One of the hardest lessons is that things change all the time. In my case, and maybe it was something in me, I got to seminary just as politically “correct” theory grabbed literature by the throat and made it largely unintelligible. I went into the ministry just as it stopped being a privileged (!) intellectual pursuit and became a sort of cross between the Chamber of Commerce and a therapy group. These changes hurt because I’ve always wanted to be an “intellectual,” a person who thinks big thoughts, maybe about thinking itself -- not a matter of accumulating facts or theories, but a matter of joining a company that reflects carefully. I’ve always gotten good enough grades and test results to be in that “top” (is it really?) group, but only at the bottom of the group. So I’m running along behind all the time, gasping to be heard. When I’ve tried to explain all this to friends, I’ve offended them greatly. They think of an “education” as a stamp of status, a set of hoops, a passport. When I get impatient that they don’t understand, they get angry.

Then, BINGO, along came the Internet and I’m THERE. I can read at high levels (my own speed), answer back in comments, and publish every day, regardless of what gatekeepers might say. I can even time travel: reading material, looking at art, entering contexts that used to be accessible only by spending huge amounts of money to travel to them -- IF you knew they existed. I don’t want this book and its aftermath to take up so much of my time that I can’t do this anymore. On the other hand, there’s an obligation to the piece of work and to Bob’s work. A body of work can be like a child and need nurturing. One can delight in it.

In this commodified world money is the focus of many people. I find a total imbalance between the publishers, who make nice salaries and will take 95% of the profit for very little of the work, and myself, who had to wait for subsidy from Social Security and my mother’s legacy to give me this house and now keep being told I must come up with more money to buy my own book, to get a passport into Canada, to travel to speak. But they did their work well, at least the editor and layout artist, and I knew what the bargain was. What I’m getting is the prestige -- funnily enough, because one would think that a U of Chicago degree and ten years in the ministry would represent prestige or even ten years of teaching on the reservation might be better sources. Having been married to Bob has turned out to be a burden rather than an advantage. Not because of him, but because of attitudes towards divorce. Prosperous white men [sic] often consider one disenfranchised, unworthy, and contemptible -- a kind of runaway slave.

I’ve always had a willingness to work ordinary jobs -- animal control, clerical work, foundry artisan -- and got paid better for that. Is that my fault or the world’s fault? Or does it matter so long as one eats? I think it has made my life richer, fuller, and my writing more grounded, more relevant. The bridge has been my original education as an actor: “there are no small parts, only small actors.” But my classmates and friends from that time understand me least. I’m closest now to the people I knew in the early Sixties in Browning, my former students esp., but many have died already.

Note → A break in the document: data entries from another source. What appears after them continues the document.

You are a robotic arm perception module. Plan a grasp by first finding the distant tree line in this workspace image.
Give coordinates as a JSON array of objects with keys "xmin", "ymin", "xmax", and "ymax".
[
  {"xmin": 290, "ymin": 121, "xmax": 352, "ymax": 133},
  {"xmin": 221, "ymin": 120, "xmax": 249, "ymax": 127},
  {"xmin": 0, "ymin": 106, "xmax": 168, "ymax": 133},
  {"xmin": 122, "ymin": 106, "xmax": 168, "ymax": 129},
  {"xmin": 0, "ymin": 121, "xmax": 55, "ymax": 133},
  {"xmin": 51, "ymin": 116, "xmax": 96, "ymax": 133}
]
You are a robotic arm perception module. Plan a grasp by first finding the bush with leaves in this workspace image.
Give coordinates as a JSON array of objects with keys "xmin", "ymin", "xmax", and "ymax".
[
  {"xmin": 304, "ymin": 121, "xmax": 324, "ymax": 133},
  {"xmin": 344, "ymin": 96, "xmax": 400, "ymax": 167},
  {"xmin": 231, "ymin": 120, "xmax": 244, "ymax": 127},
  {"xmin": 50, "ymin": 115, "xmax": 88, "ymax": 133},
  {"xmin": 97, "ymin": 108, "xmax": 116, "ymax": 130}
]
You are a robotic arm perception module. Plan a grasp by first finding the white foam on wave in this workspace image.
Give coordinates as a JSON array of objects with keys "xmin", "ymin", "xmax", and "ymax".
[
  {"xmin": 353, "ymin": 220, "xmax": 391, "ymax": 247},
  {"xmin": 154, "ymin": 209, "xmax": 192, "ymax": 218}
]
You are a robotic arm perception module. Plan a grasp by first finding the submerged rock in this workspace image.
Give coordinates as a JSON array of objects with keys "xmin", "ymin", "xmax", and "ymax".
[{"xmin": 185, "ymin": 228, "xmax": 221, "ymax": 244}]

I’ve made a special effort to re-connect with my relatives on the Strachan side, my father’s Scots side. My mother’s side is quite alien -- not because I’m not a Pinkerton, but that my mother’s sisters all married Hatfields and those uncles have overwhelmed the outcomes. Yet some of my Hatfield cousins’ children are more like me. They don’t know it -- have no contact with me. Maybe they’ll read this book and get curious. Weirdest of all, some of my attraction to Bob Scriver and investment in life in Browning comes from my earliest small-child impressions on the Hatfield ranches.

This held-breath time, this zero-degrees time, this 7Up time, is like the pause just before the tide comes back in. Not Dover Beach, a long-withdrawing roar across a pebble shingle, but a gradual silvering returning across a long expanse of sand. Like the turnaround at Seaside. At least that’s what I hope for.